Kinshasa, Dec 16 (IANS) The Ebola outbreak that erupted in the Democratic Republic of Congo’s North Kivu Province in October — the second in 2021 — was declared over on Thursday, the national health authorities announced.
In total, 11 cases (eight confirmed, three probable), including six deaths were reported in the outbreak that was declared on October 8 after a new case was confirmed in Beni health zone in the country’s North Kivu Province. This was the country’s 13th outbreak and occurred in the same area as the 2018 outbreak which lasted two years.
More than 1,800 people were vaccinated in a campaign that kicked off just five days after the first case was detected.
The outbreak marks the first time the recently-licensed ERVEBO vaccine against Ebola was used in the country. ERVEBO is the same as the compassionate-use vaccine, but as a licensed vaccine, rollout is less cumbersome operationally.
“Stronger disease surveillance, community engagement, targeted vaccination and prompt response are making for more effective Ebola containment in the region,” said Dr Matshidiso Moeti, World Health Organization (WHO) Regional Director for Africa, in a statement.
“During this outbreak, the Democratic Republic of Congo was able to limit widespread infections and save lives. Crucial lessons are being learned and applied with every outbreak experience,” Moeti added.
Swift response comprising key outbreak control measures such as contact tracing, testing, disease surveillance as well as community collaboration efforts helped contain the outbreak within Beni, where the initial case was detected.

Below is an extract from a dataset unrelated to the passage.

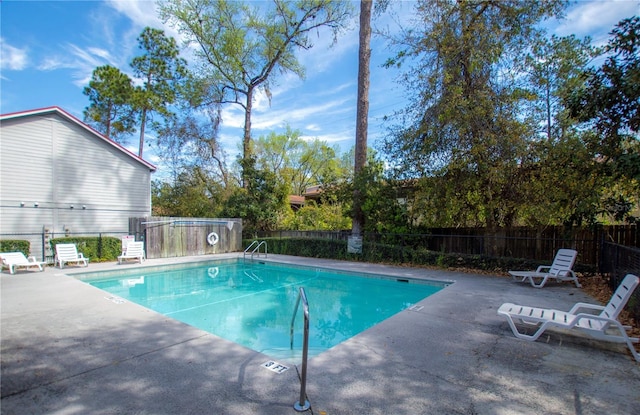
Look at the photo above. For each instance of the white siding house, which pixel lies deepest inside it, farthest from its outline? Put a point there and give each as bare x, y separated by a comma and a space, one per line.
58, 174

In support of the country, WHO deployed experts, supplies, and contributed funds to help contain the outbreak.
However, unpredictable and sometimes volatile security in parts of Beni hampered the response in some localities with health workers and other frontline responders unable to access insecure areas to monitor high-risk contacts or administer vaccines.

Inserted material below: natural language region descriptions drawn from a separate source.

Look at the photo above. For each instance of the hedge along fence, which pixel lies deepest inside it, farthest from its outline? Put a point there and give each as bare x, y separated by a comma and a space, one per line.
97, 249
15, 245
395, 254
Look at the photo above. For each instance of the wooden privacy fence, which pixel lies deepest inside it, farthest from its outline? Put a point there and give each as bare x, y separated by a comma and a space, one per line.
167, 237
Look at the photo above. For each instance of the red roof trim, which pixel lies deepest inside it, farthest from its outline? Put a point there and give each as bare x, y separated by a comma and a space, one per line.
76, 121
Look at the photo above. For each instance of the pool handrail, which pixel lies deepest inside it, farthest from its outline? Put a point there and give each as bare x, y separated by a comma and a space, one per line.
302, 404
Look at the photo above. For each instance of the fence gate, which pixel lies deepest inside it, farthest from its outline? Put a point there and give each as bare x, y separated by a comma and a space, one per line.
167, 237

With the outbreak now declared over, the health authorities are maintaining surveillance and are ready to respond quickly to any flare-ups. It is not unusual for sporadic cases to occur following a major outbreak.
Results from genome sequencing conducted by the country’s National Institute of Biomedical Research found that the first Ebola case detected in the just-ended outbreak likely represented a new flare-up of the 2018-2020 Ebola outbreak due to persistence of the virus in the community.